Remembering the plays that have made an impact

Photo by Tyler Meuter

I have been lucky enough to see some pretty amazing football games in my time at Tech. Perhaps the two most memorable ones that I have seen in person occurred during homecoming, and they both resulted in rushing the field. I was a freshman during the upset of undefeated No. 6 Clemson in 2011, and now as a fifth-year senior, I got to experience the Miracle on Techwood Drive from the front row of SWARM.

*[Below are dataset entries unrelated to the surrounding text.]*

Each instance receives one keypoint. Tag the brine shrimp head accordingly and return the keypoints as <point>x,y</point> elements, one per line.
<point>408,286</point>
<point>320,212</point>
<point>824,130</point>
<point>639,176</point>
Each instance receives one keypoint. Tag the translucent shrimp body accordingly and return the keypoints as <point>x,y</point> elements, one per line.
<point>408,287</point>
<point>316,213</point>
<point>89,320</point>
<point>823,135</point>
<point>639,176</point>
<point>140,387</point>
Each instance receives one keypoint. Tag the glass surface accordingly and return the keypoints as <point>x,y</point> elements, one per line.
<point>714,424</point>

With these two incredible homecoming games in the past few years, it’s easy to forget another one that was perhaps more important: the 2013 victory over the Pittsburgh Panthers. In fact, it is not a stretch to say that DeAndre Smelter’s deep fourth quarter catch in that game saved head coach Paul Johnson’s career here and enabled the magisterial 2014 campaign to happen.

Since it was a few years ago, here is the situation the Jackets faced heading in to the game. Their record sat at 5-3, but since the team played two FCS schools that season they would need seven wins to become bowl eligible. With near-guaranteed losses to Clemson and Georgia still to be played, this game was a must-win for the Jackets in order to keep the bowl streak alive. Moreover, that offense for that season was the worst-performing Tech offense under Johnson, which combined with a middling 7-7 finish in 2012 meant that Johnson was on the hot seat. An inefficient offense with no bowl appearance and another season of losses to all four of our rivals would spell doom for Johnson’s tenure with the Jackets.

The team faced a 3rd and 17 at midfield late in the fourth quarter up 14-10, and there were two possibilities for the game to follow from here. Either the Jackets pick up the first down and continue the drive (and burn some more time off of the clock), or they do not, giving the Panthers another chance to take the lead. Thankfully for Tech, the first option happened. Quarterback Vad Lee dropped back and heaved the ball 42 yards downfield to wide receiver Smelter. Smelter, with two Pitt defenders right next to him ready to make a play, sprang into the air and reached over both of them to make a sensational catch. The Jackets scored on that drive and won the game by a final score of 21-10. The team finished the regular season with a 7-5 record and earned a berth in the Music City Bowl.

But what if Smelter did not come down with that ball? What if the game followed that second path? It is easy to envision either one of those two defenders getting a hand on the ball, knocking it away and forcing the Jackets to punt. From there, the defense still could have made the stop and won the game, but they could have also given up the touchdown and lost. Then how does the rest of 2013 and beyond play out? The team would still lose to Clemson and Georgia, and not make a Bowl at 6-6. Johnson would be fired, as fans (and more importantly, the Athletic Association) would feel that his option offense was ineffective. We would find a new coach and spend a few years with a mediocre record because Johnson’s offensive recruits would struggle to adapt to a more traditional scheme.

Instead, Smelter made the catch and saved the program from that fate. His catch gave management no reason to fire Paul Johnson, which set the team up for its unbelievable 2014 season. (In case you forgot, we beat all four of our rivals in the same year for the first time ever, shocked Georgia for the first time since 2008, won the ACC Coastal division, nearly beat undefeated Florida State in the ACC Championship game, and upset former No. 1 Mississippi State in the Orange Bowl.) Although the game was not as flashy as Clemson 2011 or FSU 2015 and did not result in mayhem on Grant Field, the Jackets’ 2013 homecoming victory over Pitt is still worthy of celebration.